Tanah seribu tangisan darah


Tanah seribu tangisan darah

Siang hari terik
Rudal itu menghantam
Hancur
Lebur
Setiap tanah yang kami pijaki bersama dengan harapan-harapan
Yang terus kami bawa dalam setiap tapak ini

Pagi kami siaga
Siang kami siaga
Sore kami siaga
Bahkan malam pun kami tetap terjaga.

Tiap detik
Menegangkan urat tubuh kami
Hidup seolah buruan yang terus di hantui
Kehilangan dan kematian

Kami kah para terhina
Hanya seharga sebuah peluru penuh darah
Kau runtuhkan rumah, masjid, sekolah, dan gedung gedung kami.
Tapi kau, tak kan pernah mampu kau runtuhkan
Spirit Qur’an tertanam dalam

***

TUHAN
Adikku tercinta kini tutup usia belia
Suara selongsong peluru menjadi suara perpisahan kita
Diantara malam penuh luka dan duka
Di tengah senyum miris bersama air mata

Manusia kah mereka?
Para angkatan bersenjata, dengan bangga emblem di tubuh mereka
Menodong senapan di hadap muka
Lalu menembak sesuka hati mereka

TUHAN
Patutkah ku menghujat?
Para biadab bersenjata
Membawa luka di antara langkah kaki mereka
Luka kami akan keluarga tercinta
Atau, di selongsong senapan mereka
Yang membawa ajal mendekat di pelipis kepala kami
Seolah berhak menghakimi diri yang penuh luka ini

TUHAN
Tak cukup kah ribuan tangisan kami, terdengar di setia sudut reruntuhan ini
Di setiap sela doa dan sujud kami
Tak cukup kah ribuan batu kami layangkan atas nama’jihad’?
Ketika mereka di luar sana acuh terhadap kami


Kami berjuang atas nama ilahi
Kala media sengaja menutupi
Fakta – fakta tersembunyi
Di balik semua ini

***

TUHAN
Lindungilah kami,
di tanah penuh tangisan dan darah ini

-------------------------------------------------------------------------------------------------------------------------------

Febri arif budianto
Jakarta, 07-12-2012


Rabu, 21 November 2012

Apa salahnya?



Apa salahnya dengan sebuah kesendirian? Menyudutkan diri. Menyingkir dari keramaian. Membuat ruang untuk diri. Aku membawa tubuhku yang entah melangkah atau bahkan menetap sejenak.

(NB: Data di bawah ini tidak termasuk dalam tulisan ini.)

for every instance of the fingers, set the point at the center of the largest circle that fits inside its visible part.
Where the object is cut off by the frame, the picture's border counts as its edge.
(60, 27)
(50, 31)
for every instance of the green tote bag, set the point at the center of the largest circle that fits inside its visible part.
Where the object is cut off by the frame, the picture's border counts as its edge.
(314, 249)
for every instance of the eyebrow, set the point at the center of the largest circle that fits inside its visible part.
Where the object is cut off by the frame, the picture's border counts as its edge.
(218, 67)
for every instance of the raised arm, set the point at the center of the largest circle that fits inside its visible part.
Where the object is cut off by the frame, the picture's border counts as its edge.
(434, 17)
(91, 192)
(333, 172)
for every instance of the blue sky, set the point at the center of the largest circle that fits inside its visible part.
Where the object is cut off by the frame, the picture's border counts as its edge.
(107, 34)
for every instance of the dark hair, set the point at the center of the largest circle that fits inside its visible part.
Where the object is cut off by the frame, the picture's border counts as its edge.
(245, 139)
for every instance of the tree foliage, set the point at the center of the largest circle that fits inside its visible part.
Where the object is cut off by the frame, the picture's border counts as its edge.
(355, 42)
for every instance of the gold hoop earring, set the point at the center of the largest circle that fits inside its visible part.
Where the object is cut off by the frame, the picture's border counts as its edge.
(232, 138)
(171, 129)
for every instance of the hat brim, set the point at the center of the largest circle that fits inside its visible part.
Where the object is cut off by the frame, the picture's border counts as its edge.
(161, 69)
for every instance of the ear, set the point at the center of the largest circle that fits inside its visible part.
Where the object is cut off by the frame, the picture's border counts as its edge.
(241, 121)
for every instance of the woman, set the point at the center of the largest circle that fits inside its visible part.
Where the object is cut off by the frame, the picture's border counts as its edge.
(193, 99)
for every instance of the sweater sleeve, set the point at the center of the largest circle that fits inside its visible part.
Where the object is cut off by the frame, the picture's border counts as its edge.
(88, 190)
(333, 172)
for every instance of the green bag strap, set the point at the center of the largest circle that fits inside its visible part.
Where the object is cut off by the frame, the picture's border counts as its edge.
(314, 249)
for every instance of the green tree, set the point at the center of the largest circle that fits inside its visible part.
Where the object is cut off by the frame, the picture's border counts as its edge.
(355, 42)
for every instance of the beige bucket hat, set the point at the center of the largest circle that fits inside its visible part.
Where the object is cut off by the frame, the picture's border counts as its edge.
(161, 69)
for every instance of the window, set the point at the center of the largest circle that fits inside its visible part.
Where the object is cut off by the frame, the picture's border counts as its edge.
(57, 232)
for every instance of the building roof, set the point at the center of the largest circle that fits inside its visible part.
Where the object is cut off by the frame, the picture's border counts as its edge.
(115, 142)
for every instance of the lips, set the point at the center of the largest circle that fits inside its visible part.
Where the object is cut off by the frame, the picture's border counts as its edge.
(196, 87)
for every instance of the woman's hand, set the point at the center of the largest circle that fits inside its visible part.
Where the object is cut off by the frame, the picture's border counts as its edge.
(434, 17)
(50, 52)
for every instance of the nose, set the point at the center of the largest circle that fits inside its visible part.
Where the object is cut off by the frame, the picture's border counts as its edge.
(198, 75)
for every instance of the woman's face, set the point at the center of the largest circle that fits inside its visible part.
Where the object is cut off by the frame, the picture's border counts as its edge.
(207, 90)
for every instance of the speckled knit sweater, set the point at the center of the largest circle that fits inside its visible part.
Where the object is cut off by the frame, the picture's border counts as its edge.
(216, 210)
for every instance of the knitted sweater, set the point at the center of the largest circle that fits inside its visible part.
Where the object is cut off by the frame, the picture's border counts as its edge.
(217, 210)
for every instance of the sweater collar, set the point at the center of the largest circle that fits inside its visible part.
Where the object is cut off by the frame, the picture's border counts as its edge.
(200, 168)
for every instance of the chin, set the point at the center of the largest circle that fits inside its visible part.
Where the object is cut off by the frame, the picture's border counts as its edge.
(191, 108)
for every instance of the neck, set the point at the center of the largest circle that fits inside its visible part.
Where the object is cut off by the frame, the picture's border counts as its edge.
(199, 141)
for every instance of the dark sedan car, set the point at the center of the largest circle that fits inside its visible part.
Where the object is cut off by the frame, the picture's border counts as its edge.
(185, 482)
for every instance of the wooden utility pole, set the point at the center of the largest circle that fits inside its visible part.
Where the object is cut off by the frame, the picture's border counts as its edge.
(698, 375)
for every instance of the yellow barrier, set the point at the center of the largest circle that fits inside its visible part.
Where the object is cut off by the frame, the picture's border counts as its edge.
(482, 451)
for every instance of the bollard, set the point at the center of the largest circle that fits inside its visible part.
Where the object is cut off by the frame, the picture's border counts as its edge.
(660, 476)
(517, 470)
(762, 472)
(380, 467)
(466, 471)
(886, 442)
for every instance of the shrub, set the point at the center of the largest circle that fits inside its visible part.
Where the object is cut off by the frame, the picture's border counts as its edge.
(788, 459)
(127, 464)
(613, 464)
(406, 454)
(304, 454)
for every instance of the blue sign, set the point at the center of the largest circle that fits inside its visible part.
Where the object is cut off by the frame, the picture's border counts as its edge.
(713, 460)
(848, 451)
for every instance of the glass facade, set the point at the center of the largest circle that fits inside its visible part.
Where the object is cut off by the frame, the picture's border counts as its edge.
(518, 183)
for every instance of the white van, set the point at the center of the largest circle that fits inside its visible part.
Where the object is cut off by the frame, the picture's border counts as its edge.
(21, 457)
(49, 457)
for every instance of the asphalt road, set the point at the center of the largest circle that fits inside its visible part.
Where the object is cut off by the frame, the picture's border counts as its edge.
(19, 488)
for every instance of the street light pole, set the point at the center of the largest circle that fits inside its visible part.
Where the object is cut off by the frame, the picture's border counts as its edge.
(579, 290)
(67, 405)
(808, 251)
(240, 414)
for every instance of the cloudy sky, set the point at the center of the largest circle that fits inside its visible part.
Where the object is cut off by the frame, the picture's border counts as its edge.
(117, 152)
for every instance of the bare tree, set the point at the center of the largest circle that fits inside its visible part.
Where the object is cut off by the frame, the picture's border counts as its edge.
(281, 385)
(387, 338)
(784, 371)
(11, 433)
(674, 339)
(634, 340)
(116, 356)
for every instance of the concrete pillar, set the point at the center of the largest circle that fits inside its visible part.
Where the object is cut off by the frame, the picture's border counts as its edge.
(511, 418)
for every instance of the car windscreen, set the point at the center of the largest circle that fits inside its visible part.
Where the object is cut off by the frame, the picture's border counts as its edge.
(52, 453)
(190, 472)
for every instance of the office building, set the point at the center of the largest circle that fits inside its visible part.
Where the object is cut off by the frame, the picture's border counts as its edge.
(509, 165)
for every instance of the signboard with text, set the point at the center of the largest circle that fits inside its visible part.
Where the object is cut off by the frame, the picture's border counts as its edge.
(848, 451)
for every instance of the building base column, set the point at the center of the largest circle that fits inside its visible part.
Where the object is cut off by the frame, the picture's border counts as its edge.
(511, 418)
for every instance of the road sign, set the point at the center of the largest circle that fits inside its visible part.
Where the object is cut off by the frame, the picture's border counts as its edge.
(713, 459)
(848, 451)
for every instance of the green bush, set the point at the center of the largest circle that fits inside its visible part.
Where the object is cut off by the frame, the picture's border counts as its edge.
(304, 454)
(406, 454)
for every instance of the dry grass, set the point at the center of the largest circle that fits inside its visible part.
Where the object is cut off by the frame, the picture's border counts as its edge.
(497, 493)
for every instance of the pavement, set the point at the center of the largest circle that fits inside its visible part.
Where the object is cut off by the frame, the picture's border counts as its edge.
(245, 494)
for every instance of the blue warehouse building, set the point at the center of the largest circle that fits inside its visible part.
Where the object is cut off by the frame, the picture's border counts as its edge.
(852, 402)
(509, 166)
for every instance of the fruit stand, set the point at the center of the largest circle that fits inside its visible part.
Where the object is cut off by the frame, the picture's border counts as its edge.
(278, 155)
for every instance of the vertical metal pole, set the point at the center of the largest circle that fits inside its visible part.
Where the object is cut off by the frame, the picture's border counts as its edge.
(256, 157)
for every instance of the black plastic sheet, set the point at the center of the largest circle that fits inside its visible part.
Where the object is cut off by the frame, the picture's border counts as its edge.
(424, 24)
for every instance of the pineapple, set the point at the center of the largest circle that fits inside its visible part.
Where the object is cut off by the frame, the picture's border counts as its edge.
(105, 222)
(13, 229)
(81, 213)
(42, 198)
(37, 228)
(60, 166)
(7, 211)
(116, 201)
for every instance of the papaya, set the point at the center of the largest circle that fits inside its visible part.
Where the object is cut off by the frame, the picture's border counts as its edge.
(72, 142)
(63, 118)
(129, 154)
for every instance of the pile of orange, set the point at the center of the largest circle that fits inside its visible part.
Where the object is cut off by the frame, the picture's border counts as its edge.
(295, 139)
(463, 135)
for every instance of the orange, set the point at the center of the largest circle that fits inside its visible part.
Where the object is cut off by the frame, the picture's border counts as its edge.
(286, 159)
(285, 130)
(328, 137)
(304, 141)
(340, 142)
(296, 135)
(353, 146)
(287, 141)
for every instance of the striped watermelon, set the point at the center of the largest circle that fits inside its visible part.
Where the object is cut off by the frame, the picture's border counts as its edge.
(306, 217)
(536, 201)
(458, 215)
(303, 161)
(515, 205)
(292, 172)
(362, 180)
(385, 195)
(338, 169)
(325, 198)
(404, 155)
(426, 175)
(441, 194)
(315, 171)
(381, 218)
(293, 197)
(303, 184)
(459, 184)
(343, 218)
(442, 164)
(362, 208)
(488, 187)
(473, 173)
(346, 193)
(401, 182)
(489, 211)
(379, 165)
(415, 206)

Aku lelah. Semua topeng yang terpasang, mengisyaratkan luka. Dindingnya retak, menyuarakan yang telah terjadi. Aku terdiam menatap tiap ekspresi yang terpancar.



*

Senja kini temani. Sejenak dalam remang cahaya, mengantar matahari ke peraduan, mendekati malam. Dan kesendirian.
Tak mengertikah? Kesendirian juga menjadi hal yang urgent dalam beberapa waktu. Kala ku sudah merasa.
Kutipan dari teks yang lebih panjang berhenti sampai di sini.